Huxley has now moved completely away from his essentially linear satires and created here a complex novel of ideas. Influences abound but three struck me. The first is Proust (and, if we weren’t aware of this, the narrator/Huxley character of this novel tells us that he has read Proust three times.) Huxley himself was much influenced by Proust and, indeed, appears in A la recherche du temps perdu. Here, time takes on a different dimension as we jump backwards and forwards to key events in his life. The second is George Meredith. Meredith is rarely read these days outside academic circles and, frankly, he is a difficult novelist. However, in Huxley’s day he was much admired and read and Huxley was one of his admirers.
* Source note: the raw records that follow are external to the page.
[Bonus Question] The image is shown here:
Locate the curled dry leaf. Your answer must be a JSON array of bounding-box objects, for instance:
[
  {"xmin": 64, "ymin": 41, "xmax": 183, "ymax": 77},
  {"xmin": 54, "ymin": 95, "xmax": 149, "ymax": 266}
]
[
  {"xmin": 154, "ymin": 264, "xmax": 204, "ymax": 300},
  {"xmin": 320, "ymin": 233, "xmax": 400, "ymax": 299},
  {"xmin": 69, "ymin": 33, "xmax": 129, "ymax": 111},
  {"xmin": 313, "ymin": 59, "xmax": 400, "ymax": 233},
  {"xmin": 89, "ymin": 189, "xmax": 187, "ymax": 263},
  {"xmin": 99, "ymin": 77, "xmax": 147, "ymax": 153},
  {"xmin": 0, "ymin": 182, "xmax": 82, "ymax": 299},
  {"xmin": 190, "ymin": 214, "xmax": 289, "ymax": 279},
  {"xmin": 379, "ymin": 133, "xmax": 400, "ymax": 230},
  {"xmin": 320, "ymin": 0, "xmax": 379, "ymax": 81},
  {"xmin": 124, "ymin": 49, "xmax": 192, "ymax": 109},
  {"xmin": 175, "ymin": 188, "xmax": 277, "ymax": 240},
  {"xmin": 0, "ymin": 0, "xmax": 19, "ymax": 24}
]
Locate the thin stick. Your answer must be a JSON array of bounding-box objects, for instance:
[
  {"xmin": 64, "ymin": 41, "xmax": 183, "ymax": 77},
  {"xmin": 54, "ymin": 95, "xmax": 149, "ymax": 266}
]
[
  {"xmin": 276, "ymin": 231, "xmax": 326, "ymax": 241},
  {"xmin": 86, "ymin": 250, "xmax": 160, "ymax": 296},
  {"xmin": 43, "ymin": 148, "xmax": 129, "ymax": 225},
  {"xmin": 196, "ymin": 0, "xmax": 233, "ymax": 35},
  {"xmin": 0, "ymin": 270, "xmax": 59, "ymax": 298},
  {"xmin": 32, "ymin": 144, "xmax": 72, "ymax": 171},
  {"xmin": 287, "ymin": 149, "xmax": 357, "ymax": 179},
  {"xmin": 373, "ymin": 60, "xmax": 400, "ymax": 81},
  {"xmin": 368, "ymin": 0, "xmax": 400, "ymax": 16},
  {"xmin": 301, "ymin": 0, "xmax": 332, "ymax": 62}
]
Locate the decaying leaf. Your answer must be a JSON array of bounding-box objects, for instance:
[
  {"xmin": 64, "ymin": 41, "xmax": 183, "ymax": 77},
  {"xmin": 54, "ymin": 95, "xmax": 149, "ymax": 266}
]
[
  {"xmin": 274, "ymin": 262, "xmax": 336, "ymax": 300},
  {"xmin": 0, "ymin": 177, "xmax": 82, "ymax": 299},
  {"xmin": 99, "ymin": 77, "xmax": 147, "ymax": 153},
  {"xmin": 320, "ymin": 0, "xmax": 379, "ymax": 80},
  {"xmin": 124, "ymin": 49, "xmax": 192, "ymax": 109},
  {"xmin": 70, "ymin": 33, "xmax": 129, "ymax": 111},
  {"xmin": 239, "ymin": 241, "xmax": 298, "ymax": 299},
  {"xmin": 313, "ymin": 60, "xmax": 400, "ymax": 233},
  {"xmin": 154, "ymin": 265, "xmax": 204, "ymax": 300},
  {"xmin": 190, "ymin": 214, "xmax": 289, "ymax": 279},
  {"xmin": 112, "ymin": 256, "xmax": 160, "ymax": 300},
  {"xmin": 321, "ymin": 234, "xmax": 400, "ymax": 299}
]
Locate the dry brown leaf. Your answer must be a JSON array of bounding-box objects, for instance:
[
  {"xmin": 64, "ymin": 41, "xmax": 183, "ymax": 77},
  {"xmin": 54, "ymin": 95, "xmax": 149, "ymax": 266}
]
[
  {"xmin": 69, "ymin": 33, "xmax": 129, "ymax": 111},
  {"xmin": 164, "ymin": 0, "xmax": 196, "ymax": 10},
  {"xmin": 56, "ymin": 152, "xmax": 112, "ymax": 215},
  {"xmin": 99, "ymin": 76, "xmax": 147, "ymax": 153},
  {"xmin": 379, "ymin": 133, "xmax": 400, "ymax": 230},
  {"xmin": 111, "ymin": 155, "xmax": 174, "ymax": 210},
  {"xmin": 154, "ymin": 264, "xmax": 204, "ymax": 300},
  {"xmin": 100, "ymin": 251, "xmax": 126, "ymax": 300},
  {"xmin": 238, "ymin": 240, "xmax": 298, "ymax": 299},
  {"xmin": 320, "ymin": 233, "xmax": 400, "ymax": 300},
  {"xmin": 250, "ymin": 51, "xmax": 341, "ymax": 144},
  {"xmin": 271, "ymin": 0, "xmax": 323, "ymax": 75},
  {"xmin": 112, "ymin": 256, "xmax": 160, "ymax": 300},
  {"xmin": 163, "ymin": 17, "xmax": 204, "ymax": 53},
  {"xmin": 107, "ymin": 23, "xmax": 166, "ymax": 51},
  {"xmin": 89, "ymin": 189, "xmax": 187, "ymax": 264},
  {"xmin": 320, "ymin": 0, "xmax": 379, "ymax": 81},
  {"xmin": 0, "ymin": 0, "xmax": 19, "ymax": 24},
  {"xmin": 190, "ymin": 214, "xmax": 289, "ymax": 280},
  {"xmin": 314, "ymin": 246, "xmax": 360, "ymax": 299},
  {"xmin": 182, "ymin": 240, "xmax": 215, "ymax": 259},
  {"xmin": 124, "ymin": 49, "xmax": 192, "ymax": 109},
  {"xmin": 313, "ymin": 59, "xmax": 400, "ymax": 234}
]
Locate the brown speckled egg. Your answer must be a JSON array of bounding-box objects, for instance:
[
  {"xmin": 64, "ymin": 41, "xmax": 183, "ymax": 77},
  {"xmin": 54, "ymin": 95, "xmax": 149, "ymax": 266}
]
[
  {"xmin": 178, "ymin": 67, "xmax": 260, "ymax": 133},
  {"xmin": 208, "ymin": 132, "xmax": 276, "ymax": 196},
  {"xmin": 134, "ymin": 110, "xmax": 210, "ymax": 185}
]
Meredith wrote social novels but novels of ideas and traces of Meredith can clearly be seen in this novel. Finally, the earthiness of Huxley’s friend D H Lawrence can also be seen. It is difficult to imagine the earlier Huxley being so frank about sex and the body as he is here.

The story concerns Anthony Beavis who, as in earlier Huxley novels, is based on Huxley himself. Because Huxley divides the novel into chunks we follow his story not chronologically but with the key events all occurring towards the end of the novel. The key events include the betrayal of his friend Brian Foxe (by having a brief fling with Foxe’s fiancée), leading to Foxe’s apparent suicide, his travel to Mexico with his friend Mark Staithes, leading to Staithes’ gangrene, his relationship first with Mary Amberley, who becomes a drug addict, and then with her daughter, Helen, and his political development ending up, like Huxley, as more or less Buddhist in his views. But, as this is a novel of ideas, the novel is about more than just betrayal and failure but also about fitting in or, more appropriately, not fitting in with the current mores. There is also wide-ranging discussion of these ideas, including pacifism and socialism, two -isms Huxley was fully advocating at the time. It is this complex set of ideas that make this novel more interesting than it predecessors.